Lo que jamás haría antes de subirme a un avión y aprendí de la peor manera
Hace un par de años estábamos husmeando el Hot Sale con mi amigo Darío y nos aparecieron unos pasajes de último momento a Río de Janeiro, tan baratos que largamos todo lo que estábamos haciendo y nos pusimos a armar una mochila llena de zungas y bronceadores. Debíamos partir al día siguiente, desde aeroparque, para pasar todo el viernes y sábado tomando caipiriñas y comiendo Garotos. Lo complicado era la vuelta, pues el avión partía ese domingo a las 9:00 de la mañana y nosotros no tuvimos mejor idea que salir toda la noche y mandarnos, sin dormir, directo al aeropuerto.
No dormir
Era todavía de noche cuando chequeamos las valijas y nos fuimos a sentar, casi destruidos, a las incómodas sillas dispuestas al lado de nuestra gate.

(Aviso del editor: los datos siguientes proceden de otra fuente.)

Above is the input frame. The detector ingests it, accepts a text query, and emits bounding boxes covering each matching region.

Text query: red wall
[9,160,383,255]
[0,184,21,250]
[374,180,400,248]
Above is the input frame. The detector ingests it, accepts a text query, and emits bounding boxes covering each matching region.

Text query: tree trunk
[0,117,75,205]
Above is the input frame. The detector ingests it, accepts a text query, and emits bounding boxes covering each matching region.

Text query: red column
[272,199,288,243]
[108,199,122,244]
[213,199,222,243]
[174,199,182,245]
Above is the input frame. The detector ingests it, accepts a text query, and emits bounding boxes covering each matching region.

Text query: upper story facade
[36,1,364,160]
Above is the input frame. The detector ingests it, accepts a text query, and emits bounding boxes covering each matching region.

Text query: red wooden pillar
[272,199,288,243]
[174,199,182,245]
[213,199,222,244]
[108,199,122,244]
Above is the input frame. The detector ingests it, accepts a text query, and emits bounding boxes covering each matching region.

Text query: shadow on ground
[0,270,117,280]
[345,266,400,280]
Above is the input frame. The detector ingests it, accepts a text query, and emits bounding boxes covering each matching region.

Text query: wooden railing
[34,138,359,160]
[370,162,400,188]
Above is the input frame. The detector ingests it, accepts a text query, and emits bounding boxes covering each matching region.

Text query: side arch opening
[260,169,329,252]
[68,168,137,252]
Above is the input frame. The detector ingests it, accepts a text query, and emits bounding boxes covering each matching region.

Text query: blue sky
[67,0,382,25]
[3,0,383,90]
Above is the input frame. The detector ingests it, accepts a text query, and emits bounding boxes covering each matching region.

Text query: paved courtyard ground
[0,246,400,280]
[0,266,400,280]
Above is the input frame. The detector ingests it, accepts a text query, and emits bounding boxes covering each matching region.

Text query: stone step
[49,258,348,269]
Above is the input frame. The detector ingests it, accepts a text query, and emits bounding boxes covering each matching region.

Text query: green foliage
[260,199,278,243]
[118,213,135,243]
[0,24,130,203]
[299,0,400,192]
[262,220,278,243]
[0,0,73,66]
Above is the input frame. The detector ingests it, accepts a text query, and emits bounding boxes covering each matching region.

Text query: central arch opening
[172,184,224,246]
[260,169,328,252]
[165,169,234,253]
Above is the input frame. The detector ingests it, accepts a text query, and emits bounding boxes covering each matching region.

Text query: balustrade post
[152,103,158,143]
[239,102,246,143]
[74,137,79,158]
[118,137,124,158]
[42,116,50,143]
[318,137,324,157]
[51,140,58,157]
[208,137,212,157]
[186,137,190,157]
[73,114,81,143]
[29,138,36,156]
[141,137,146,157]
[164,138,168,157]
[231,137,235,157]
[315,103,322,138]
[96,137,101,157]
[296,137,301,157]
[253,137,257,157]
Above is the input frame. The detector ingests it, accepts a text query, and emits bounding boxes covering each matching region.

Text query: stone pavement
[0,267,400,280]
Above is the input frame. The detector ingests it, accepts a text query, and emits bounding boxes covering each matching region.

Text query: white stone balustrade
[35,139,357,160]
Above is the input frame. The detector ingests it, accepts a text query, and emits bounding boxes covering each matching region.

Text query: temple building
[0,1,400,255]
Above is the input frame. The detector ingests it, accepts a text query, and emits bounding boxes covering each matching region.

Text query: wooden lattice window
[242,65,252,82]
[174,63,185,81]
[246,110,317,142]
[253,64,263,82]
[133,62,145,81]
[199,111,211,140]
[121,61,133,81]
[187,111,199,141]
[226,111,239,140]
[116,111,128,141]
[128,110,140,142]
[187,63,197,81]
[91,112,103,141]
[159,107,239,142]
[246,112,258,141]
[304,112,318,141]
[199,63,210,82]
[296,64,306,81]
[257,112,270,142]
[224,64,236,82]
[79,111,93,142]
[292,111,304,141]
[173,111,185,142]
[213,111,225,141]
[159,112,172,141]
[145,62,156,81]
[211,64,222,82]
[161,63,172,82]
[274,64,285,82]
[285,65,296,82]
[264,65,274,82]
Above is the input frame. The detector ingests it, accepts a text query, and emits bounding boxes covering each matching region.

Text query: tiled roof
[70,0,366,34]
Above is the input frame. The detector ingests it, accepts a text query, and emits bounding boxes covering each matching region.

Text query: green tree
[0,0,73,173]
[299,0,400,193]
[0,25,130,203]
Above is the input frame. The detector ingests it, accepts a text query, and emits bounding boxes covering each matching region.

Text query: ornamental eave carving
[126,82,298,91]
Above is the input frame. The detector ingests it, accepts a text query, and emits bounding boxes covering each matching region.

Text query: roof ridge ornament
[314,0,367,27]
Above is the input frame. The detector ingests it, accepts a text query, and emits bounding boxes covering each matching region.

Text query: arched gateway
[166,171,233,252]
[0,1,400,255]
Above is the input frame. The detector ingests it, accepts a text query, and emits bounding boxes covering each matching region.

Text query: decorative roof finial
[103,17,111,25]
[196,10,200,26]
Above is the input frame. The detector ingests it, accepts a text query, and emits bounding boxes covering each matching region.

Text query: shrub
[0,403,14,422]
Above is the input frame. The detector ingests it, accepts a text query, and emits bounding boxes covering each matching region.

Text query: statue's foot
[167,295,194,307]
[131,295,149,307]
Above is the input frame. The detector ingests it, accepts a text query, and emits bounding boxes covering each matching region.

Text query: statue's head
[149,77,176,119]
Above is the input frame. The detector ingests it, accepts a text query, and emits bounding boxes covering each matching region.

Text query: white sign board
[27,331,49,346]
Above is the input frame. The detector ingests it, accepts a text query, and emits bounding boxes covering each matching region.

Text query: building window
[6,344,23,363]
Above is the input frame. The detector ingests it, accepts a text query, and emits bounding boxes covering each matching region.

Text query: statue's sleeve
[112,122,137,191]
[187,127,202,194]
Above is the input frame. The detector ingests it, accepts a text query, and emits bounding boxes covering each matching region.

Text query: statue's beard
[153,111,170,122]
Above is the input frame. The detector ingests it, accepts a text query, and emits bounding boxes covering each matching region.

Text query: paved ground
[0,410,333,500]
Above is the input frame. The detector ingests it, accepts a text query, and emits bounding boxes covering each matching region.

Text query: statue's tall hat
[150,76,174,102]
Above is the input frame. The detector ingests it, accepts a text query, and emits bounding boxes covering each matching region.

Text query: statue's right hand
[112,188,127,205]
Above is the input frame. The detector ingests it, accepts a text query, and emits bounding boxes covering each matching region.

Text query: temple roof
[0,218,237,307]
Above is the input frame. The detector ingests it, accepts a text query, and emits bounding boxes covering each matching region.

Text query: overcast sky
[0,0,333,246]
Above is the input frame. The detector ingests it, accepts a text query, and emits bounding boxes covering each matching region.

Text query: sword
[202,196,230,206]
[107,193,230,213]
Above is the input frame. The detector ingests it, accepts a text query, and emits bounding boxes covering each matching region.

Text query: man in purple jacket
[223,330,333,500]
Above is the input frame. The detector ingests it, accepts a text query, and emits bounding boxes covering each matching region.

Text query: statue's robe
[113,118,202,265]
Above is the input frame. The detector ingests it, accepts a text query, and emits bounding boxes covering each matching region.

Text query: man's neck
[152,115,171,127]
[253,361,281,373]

Todo parecía tolerable hasta que salió el sol, un anaranjado y resplandeciente sol carioca que atravesó las paredes de vidrio y nos dejó ciegos de tanta luz. Sentí náuseas, me empecé a marear y me dio una leve taquicardia. Cuando por fin subí al avión, se desató un horrible ataque de pánico producto de la acumulación de adrenalina y cansancio extremo que había experimentado durante aquellos dos días de Hot Sale en Río.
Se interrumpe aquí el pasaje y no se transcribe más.